Search code examples
c#indexingapi-designin-memory-database

Type safety of indexed columns in an in-memory database


Root of the problem: I want to design a database entity member indexing API that does not require repetition in the model definition and maintains a reasonable level of type safety.

Drawn-out explanation: I have a basic in-memory database of people. Each person has a full name and the key of their favorite celebrity in the table.

public class IMDB
{
    public Dictionary<int, Person> people;
}

public class Person
{
    public string firstname;
    public string lastname;
    public int favoriteCelebrityID;
}

Now celebrities want to be able to quickly find their fans through favoriteCelebrityID. An index is obvious, and thinking to the future, I made this interface:

public class IMDB
{
    public Dictionary<int, Person> people;

    private Dictionary<object, Dictionary<int, int>> _rowContents;
    private Dictionary<object, Dictionary<int, List<int>>> _rowIndex;

    // Returns the ID field in the given row.
    public int RelatedID(int rowID, object field) { ... }

    // Returns the ID of each rows with the given key in its field.
    public List<int> IDRelatedIDs(int key, object field) { ... }

    // Setter for the field. Maintains the index.
    public void SetRelatedID(int rowID, int key, object field) { ... }
}

public class Person
{
    public enum IndexedFields
    {
        FavoriteCelebrityID
    }

    public string firstName;
    public string lastName;
}

The benefits I saw:

  • Static type safety at the API level, aside from passing in object.
  • Easy to make an enum for indexed keys in any new tables.
  • No field names repeated in the Person model.

But now I need to index the string lastName too, so I can find families. This is where I'm stuck.
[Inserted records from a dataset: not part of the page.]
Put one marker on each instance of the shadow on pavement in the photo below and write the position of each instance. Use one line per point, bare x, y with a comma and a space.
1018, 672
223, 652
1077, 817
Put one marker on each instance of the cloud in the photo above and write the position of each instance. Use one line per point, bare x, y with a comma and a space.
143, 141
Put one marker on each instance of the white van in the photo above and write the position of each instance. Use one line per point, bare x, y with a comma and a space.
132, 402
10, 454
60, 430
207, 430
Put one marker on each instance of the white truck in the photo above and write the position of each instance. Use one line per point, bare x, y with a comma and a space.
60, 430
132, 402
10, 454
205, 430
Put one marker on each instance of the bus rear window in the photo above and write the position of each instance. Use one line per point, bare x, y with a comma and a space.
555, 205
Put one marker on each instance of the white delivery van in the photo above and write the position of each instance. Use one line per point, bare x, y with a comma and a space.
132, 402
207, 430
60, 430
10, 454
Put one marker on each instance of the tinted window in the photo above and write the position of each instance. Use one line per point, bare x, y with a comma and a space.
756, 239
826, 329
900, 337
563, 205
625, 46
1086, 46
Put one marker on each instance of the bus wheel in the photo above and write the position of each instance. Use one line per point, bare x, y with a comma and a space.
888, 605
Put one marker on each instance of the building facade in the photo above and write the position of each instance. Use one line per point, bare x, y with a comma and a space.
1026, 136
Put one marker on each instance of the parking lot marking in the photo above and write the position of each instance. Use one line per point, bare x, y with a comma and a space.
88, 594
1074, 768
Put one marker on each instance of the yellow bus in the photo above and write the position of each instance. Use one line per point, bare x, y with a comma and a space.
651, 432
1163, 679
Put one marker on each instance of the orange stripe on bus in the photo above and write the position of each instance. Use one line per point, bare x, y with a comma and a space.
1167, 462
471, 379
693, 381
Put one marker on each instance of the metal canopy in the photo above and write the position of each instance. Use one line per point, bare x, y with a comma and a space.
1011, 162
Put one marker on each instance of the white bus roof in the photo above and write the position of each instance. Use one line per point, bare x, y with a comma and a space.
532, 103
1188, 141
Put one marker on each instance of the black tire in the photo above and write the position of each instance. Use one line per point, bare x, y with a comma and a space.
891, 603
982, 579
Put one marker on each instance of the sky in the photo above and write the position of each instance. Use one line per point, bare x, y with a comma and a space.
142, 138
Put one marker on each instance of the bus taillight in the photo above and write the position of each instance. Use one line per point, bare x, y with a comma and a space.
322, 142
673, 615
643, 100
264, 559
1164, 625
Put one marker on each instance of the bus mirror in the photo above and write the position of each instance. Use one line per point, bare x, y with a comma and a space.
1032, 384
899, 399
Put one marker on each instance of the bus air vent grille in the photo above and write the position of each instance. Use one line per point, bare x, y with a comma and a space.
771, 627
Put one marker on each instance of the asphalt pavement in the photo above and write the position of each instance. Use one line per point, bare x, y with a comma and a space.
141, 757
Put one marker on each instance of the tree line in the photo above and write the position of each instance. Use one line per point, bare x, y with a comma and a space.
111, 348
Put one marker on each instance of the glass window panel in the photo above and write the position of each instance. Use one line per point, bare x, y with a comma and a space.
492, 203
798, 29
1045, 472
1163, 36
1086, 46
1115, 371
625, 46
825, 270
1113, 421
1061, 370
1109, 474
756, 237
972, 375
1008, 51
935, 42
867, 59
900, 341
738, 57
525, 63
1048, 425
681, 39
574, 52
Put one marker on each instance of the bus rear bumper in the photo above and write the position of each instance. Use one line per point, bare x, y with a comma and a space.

My best idea is to implement a triplet of index methods for each data type:

public class IMDB
{
    ...
    public int IDRelatedID(int rowID, object field) { ... }
    public List<int> IDRelatedIDs(int key, object field) { ... }
    public void SetRelatedID(int rowID, int key, object field) { ... }

    public string IDRelatedString(int rowID, object field) { ... }
    public List<int> StringRelatedIDs(string key, object field) { ... }
    public void SetRelatedString(int rowID, string key, object field) { ... }
}

public class Person
{
    public enum IndexedIDs
    {
        FavoriteCelebrityID
    }

    public enum IndexedStrings
    {
        LastName
    }

    public string firstName;
}

But now there's the potential to accidentally put an IndexedStrings entry into IDRelatedID, which can only be detected at runtime.

Is there a way to expose a member indexing API that:

  • Does not require repetition in the model definitions?
  • Maintains a reasonable level of type safety?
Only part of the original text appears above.